Carnegie Mellon Intelligent TutorTechnology Will Help Prepare Middle-School Students for High-Stakes Math Tests

Byron SpiceMonday, January 12, 2004

PITTSBURGH-Carnegie Mellon University, in collaboration with Carnegie Learning Inc. and the Worcester Polytechnic Institute (Worcester, Mass.), has received a $1.4 million federal grant from the U.S. Department of Education to test a Web-based computer tutor Assistment system that will help middle-school students prepare for standardized mathematics tests like those required under the federal No Child Left Behind Act.

The No Child Left Behind Act requires public schools to demonstrate yearly improvement as measured by students' scores on standardized tests. The Assistment system aims to solve a dilemma for teachers posed by the law: how to prepare students for tests without sacrificing quality instruction time.

The system is designed to quickly predict a student's score on a standardized test, provide feedback to teachers about how they can adapt their lessons to address gaps in students' knowledge and provide individualized tutoring to suit each student's needs. In developing the Assistment system, researchers have drawn upon the proven success of Carnegie Mellon's popular Cognitive TutorĀ®, a comprehensive secondary mathematics curricula and computer-based tutoring program that has been commended by the Education Department and is in use in 1,500 schools nationwide.

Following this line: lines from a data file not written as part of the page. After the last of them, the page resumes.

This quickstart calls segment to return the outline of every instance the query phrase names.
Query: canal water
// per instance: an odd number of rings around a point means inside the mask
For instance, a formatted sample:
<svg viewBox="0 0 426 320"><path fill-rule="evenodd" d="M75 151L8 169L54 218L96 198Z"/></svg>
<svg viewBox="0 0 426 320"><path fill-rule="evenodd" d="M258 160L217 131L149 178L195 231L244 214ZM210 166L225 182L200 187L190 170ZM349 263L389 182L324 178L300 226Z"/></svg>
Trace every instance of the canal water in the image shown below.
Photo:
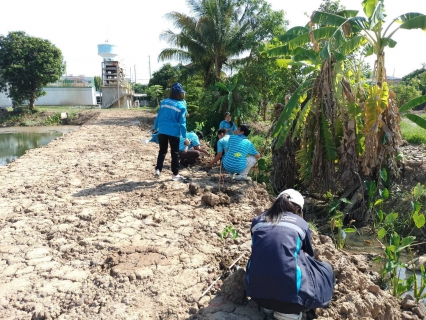
<svg viewBox="0 0 426 320"><path fill-rule="evenodd" d="M19 158L25 151L48 144L78 126L0 128L0 166Z"/></svg>
<svg viewBox="0 0 426 320"><path fill-rule="evenodd" d="M377 239L376 235L368 234L368 233L362 233L361 232L354 232L354 233L348 233L346 237L346 246L344 248L345 251L352 252L352 253L370 253L374 255L384 256L384 246L383 244ZM402 253L401 254L401 262L408 263L411 260L411 257L409 257L407 254ZM383 268L383 264L381 262L373 262L372 270L379 272ZM413 272L408 270L407 268L398 268L398 274L400 279L407 279L410 277ZM420 285L421 283L421 273L416 272L416 278L417 283ZM412 291L407 292L409 294L413 294ZM426 293L426 292L424 292ZM405 296L405 294L403 294ZM423 298L421 300L423 304L426 305L426 298Z"/></svg>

"Unlike the traditional test prep, we will build a system that is focused on helping students learn as opposed to being strictly an assessment system," said principal investigator Kenneth R. Koedinger, an associate professor of human-computer interaction in Carnegie Mellon's School of Computer Science. "It's not just going to say 'These kids aren't learning fractions.' It will teach them fractions. There's a real challenge of providing instruction that adapts to an individual student's needs."

The investigators are planning to have eighth-grade teachers in the Worcester, Mass., Public School District begin to test the system in the spring of 2004 as they prepare students for the Massachusetts Comprehensive Assessment System (MCAS). According to Koedinger, Worcester was selected in part because it is an urban school district with a high percentage of minority and low-income students, who, on average, perform poorly on standardized tests. Sixty-four percent of African American students failed the eighth-grade MCAS test last year, while the failure rate of Hispanics was 74 percent. Researchers hope to improve students' performance before they reach high school, when students must pass the MCAS in order to receive their diplomas. About one-fifth of all Worcester seniors are expected to fail the test this year.

The four-year grant, which comes from the Education Department's Institute for Education Sciences, will allow researchers to compare the performance of students who use the Assistment system to those who do not. Although the system is being tested in Massachusetts, Koedinger said it has been designed so that it can be readily adapted for use in other states.

In addition to Koedinger, other researchers on the Assistment project include Brian Junker, a professor of statistics at Carnegie Mellon; Neil T. Heffernan, an assistant professor of computer science at Worcester Polytechnic Institute; and Steven Ritter, a senior cognitive scientist at Carnegie Learning.

Carnegie Learning, which markets the Cognitive Tutor curricula, was founded in 1998 by Carnegie Mellon researchers to apply and extend more than 20 years of award-winning research in cognitive science to mathematics instruction.